Удерживая всхлипывания, растерянно бросает ей, как другу, как самому близкому, все понимающему человеку: «нет!» и мчится дальше, прижимая ее спутника в проходе локтем к стене вагона. Но он только напружинивает грудь с блестящими пуговицами и каким-то военным значком.
Врывается в последние вагоны. Один — первого класса. Здесь пусто. Одинокие, скучающие взаперти отдельных купе фигуры. Еще один, последний. Монахиня с белым узелком и в серебряных очках, крупно увеличивающих страдальческие зрачки. Железнодорожные инженеры. Спящая в растяжку фигура. Все. Выбегает на перрон. Солидно, не глядя, проходит жандарм, поддерживая шашку. Барышня в белом манто тоже старается не глядеть. Теперь уже ему никто и ничто не может помочь.
Ему здесь делать больше нечего. Не пощадила!

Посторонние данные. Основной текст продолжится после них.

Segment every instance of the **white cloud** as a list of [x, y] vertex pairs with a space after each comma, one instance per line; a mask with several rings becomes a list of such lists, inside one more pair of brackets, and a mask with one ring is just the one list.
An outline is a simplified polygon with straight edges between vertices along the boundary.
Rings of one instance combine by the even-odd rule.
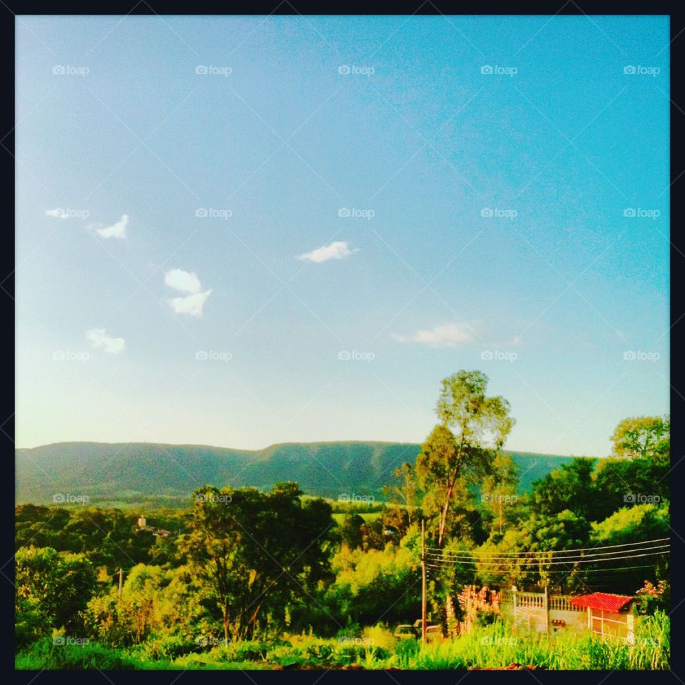
[[46, 216], [54, 216], [58, 219], [66, 219], [69, 215], [61, 207], [56, 207], [54, 209], [46, 209], [45, 210]]
[[164, 284], [179, 293], [195, 295], [202, 290], [202, 284], [198, 275], [193, 271], [183, 269], [172, 269], [164, 274]]
[[171, 308], [176, 314], [189, 314], [191, 316], [202, 316], [202, 308], [211, 294], [211, 290], [202, 290], [202, 283], [193, 271], [183, 269], [171, 269], [164, 274], [164, 284], [179, 293], [186, 293], [185, 298], [173, 298], [169, 300]]
[[110, 338], [104, 328], [93, 328], [86, 332], [86, 337], [91, 341], [93, 347], [103, 347], [105, 352], [118, 355], [123, 352], [126, 340], [123, 338]]
[[417, 330], [408, 337], [393, 334], [392, 338], [400, 342], [421, 342], [431, 347], [454, 347], [471, 340], [471, 332], [465, 326], [447, 323], [431, 330]]
[[329, 259], [343, 259], [349, 257], [352, 253], [359, 252], [359, 248], [350, 250], [347, 242], [331, 243], [330, 245], [325, 245], [323, 248], [317, 248], [311, 252], [300, 255], [298, 259], [306, 260], [309, 262], [326, 262]]
[[191, 316], [202, 316], [202, 308], [211, 293], [211, 290], [196, 293], [186, 298], [173, 298], [169, 300], [171, 308], [176, 314], [190, 314]]
[[104, 228], [98, 228], [96, 233], [103, 238], [118, 238], [120, 240], [126, 237], [126, 226], [128, 225], [128, 215], [124, 214], [116, 223]]

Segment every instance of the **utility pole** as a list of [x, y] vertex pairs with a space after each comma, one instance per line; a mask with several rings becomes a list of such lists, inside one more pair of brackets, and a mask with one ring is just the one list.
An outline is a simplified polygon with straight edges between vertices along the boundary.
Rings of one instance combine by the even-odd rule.
[[426, 522], [421, 519], [421, 644], [426, 644]]

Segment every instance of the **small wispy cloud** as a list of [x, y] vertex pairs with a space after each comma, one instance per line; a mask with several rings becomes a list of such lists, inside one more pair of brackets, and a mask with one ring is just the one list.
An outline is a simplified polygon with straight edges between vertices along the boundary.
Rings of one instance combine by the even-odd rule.
[[454, 347], [470, 340], [472, 332], [467, 326], [447, 323], [430, 330], [417, 330], [413, 335], [393, 333], [392, 337], [400, 342], [420, 342], [431, 347]]
[[107, 335], [104, 328], [93, 328], [86, 332], [86, 338], [91, 341], [93, 347], [103, 347], [105, 352], [111, 355], [118, 355], [123, 352], [126, 342], [123, 338], [111, 338]]
[[173, 298], [169, 300], [169, 304], [176, 314], [190, 314], [191, 316], [200, 317], [202, 316], [202, 308], [211, 293], [211, 290], [209, 290], [196, 295], [189, 295], [186, 298]]
[[128, 215], [124, 214], [116, 223], [111, 226], [96, 229], [96, 233], [103, 238], [116, 238], [123, 240], [126, 237], [126, 226], [128, 225]]
[[56, 207], [54, 209], [46, 209], [45, 210], [46, 216], [54, 216], [58, 219], [68, 219], [69, 215], [65, 212], [61, 207]]
[[164, 284], [186, 294], [185, 297], [173, 298], [168, 300], [176, 314], [202, 316], [202, 308], [212, 291], [210, 289], [204, 293], [201, 292], [202, 283], [196, 273], [183, 269], [171, 269], [164, 274]]
[[202, 290], [202, 283], [194, 271], [183, 269], [172, 269], [164, 274], [164, 285], [173, 288], [179, 293], [195, 295]]
[[331, 243], [330, 245], [325, 245], [323, 248], [317, 248], [311, 252], [300, 255], [298, 259], [308, 262], [315, 262], [318, 264], [321, 262], [327, 262], [329, 259], [344, 259], [355, 252], [359, 252], [359, 248], [350, 250], [349, 243], [339, 241]]

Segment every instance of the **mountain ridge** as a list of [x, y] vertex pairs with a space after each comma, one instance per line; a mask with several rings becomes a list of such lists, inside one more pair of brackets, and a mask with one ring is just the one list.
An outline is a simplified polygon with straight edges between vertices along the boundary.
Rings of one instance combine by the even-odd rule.
[[[92, 498], [189, 495], [218, 486], [270, 488], [294, 480], [308, 494], [337, 498], [354, 492], [383, 499], [382, 485], [402, 462], [412, 462], [415, 442], [331, 440], [279, 442], [262, 450], [162, 442], [69, 441], [17, 448], [18, 502], [42, 504], [65, 492]], [[506, 450], [521, 470], [519, 489], [571, 459]]]

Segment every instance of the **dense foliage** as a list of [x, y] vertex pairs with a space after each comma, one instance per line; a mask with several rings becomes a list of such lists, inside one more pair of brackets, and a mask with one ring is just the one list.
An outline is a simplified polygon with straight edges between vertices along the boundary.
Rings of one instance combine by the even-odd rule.
[[[420, 616], [422, 520], [434, 558], [450, 562], [430, 570], [433, 622], [445, 624], [445, 607], [471, 584], [599, 590], [634, 595], [641, 624], [667, 641], [666, 554], [554, 555], [669, 537], [668, 420], [621, 422], [614, 456], [569, 460], [517, 494], [518, 469], [502, 450], [513, 420], [487, 383], [480, 372], [445, 379], [439, 422], [415, 462], [396, 469], [384, 503], [326, 501], [283, 482], [207, 485], [186, 509], [17, 506], [18, 666], [502, 665], [470, 652], [465, 637], [417, 651], [393, 636]], [[663, 643], [639, 656], [589, 637], [567, 647], [509, 651], [548, 668], [663, 668], [668, 658]], [[572, 658], [581, 647], [596, 656]], [[585, 665], [563, 665], [574, 663]]]

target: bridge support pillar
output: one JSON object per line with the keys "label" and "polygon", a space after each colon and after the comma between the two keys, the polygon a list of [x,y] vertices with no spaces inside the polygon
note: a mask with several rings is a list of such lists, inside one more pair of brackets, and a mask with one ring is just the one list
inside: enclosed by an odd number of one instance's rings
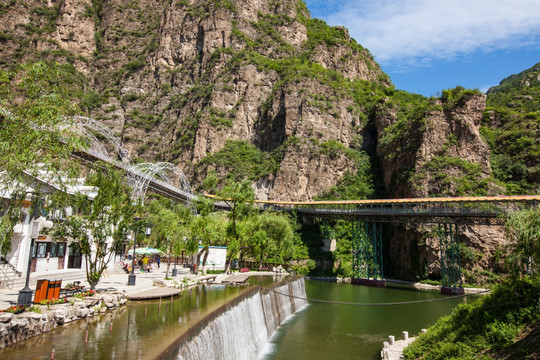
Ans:
{"label": "bridge support pillar", "polygon": [[321,224],[321,236],[324,244],[321,250],[324,252],[336,251],[336,232],[330,224],[326,222]]}
{"label": "bridge support pillar", "polygon": [[458,225],[439,224],[438,232],[441,247],[441,293],[446,295],[461,295],[464,293],[464,290],[461,282]]}
{"label": "bridge support pillar", "polygon": [[382,224],[353,222],[353,277],[351,283],[386,286],[383,274]]}

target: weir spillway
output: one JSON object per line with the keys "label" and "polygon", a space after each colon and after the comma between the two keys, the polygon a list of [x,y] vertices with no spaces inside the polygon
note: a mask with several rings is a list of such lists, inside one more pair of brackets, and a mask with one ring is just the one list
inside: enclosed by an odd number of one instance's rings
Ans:
{"label": "weir spillway", "polygon": [[[305,305],[290,296],[305,298],[305,284],[303,278],[282,276],[249,282],[130,301],[0,349],[0,359],[48,359],[53,349],[55,359],[257,359],[274,330]],[[62,306],[52,305],[47,316]]]}
{"label": "weir spillway", "polygon": [[257,359],[274,330],[307,304],[303,278],[271,288],[255,288],[201,319],[160,359]]}

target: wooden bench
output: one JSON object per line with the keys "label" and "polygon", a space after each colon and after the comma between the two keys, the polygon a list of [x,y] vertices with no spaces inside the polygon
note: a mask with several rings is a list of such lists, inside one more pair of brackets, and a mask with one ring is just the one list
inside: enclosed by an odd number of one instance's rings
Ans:
{"label": "wooden bench", "polygon": [[58,299],[62,287],[62,279],[60,280],[45,280],[37,281],[36,293],[34,295],[34,304],[39,304],[43,300]]}
{"label": "wooden bench", "polygon": [[84,290],[84,286],[80,286],[80,283],[80,281],[74,281],[72,286],[61,288],[60,294],[64,296],[70,296],[82,292]]}
{"label": "wooden bench", "polygon": [[216,280],[216,278],[217,278],[217,275],[202,276],[202,277],[197,279],[197,283],[200,283],[202,281],[204,281],[206,283],[214,282]]}

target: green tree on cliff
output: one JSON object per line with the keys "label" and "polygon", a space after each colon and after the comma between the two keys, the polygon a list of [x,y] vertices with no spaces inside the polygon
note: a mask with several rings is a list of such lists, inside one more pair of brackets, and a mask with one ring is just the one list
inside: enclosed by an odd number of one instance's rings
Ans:
{"label": "green tree on cliff", "polygon": [[528,209],[511,214],[506,221],[506,233],[512,240],[507,258],[515,277],[540,275],[540,209]]}

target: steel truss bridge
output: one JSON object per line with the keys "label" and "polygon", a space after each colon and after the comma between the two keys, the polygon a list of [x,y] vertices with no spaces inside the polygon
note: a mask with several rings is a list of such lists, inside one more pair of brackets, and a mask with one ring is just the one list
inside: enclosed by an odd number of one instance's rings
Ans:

Идет к опустевшему вокзалу.
Резко-отчетливо бьет третий звонок. Все.
Устало звенит посуда в опустевшем буфете. Официанты размеренными движениями смахивают со столов крошки. За окнами, матовыми внизу, начинается спокойное мелькание крыш вагонов. Уплывают вдаль. У кого-то, там, есть радость, отчаяние. У него — только пустота.
Садится к столику. Последний вагон, и врывается белый холодный свет. Клубы пара. Это от паровозов, стоящих на запасных путях. Устало звенит посуда. Вежливо и враждебно смотрит бритое и полное, старое лицо официанта.
— Мне?… Мне — водки… Позавтракать.
Неловко улыбается. Дрожащей рукою снимает котелок и вытирает пот со лба.
Но им, конечно, безразлично. Столько разных лиц мелькает ежедневно, ежечасно, ежеминутно.
— Вот карточка…
— А, вот где!
Голос и рука Юрасова Потом лицо. Безобидный, широкий, как всегда, взгляд. Шляпа на затылке.
— Можно присесть?
В движениях что-то приниженное, забитое. Но черные усики гордо закручены. Белье не первой свежести. Пальцы дрожат.
— А мне… мне только коньяку.
Разваливается с особою, ресторанною беспечностью. Говорит, оглядываясь по сторонам.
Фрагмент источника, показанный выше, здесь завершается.